Let me know if you have any questions and don't forget to mark the thread as solved if this gives you the desired functionality ;)

Good luck!

Thanks again for the code. I think I pretty much understand what you are doing with it. One question though, would it be wise of me to start a Thread? I'm thinking about this because I will be passing control of the program around from various object to various object (possibly several different DLLs). Maybe I could create one DLL that handles only the Message Boxes and termination of threads. I also think I may need to go this route because there are several places in the main executable and in user controls that I want to use things like Progress Bars.

Your thoughts?

I'm not sure you have provided enough information about your assemblies and what they do for me to really give you an answer on that. But more than likely if you're doing _any_ sort of image processing you want to create another thread because it will always be a little on the slow side.

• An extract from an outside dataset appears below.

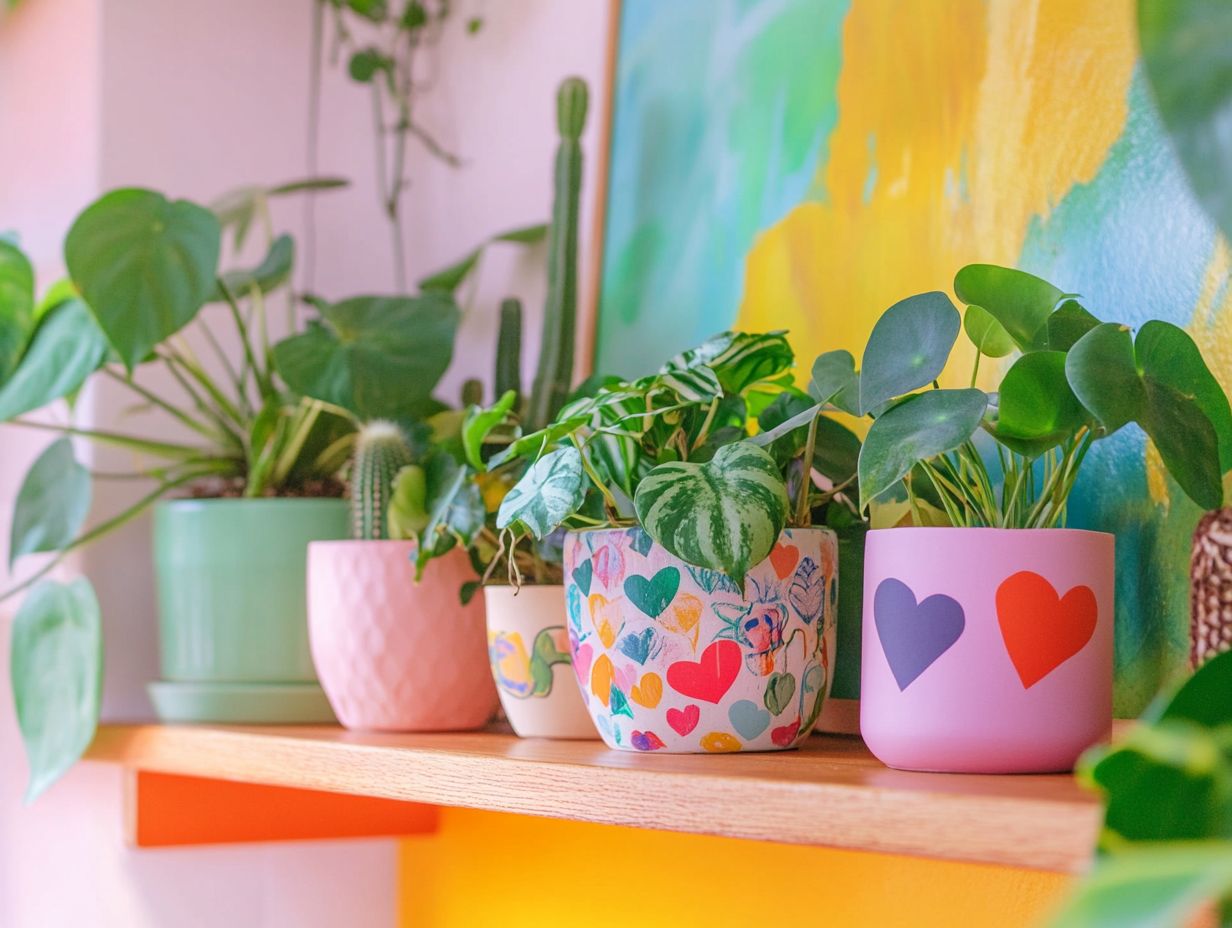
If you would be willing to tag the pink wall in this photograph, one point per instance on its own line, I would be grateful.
(194, 99)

I don't see the benefit in having a DLL that handles the message boxes because message boxes should only be used in the presentation layer, ie from a windows form application. There are exceptions but they are few and far between (such as creating a wizard screen, where you need to prompt) the user. But if you force message boxes in your assembly you're taking away the ability to automate what your code does.

Describe your application a little deeper and we'll go from there.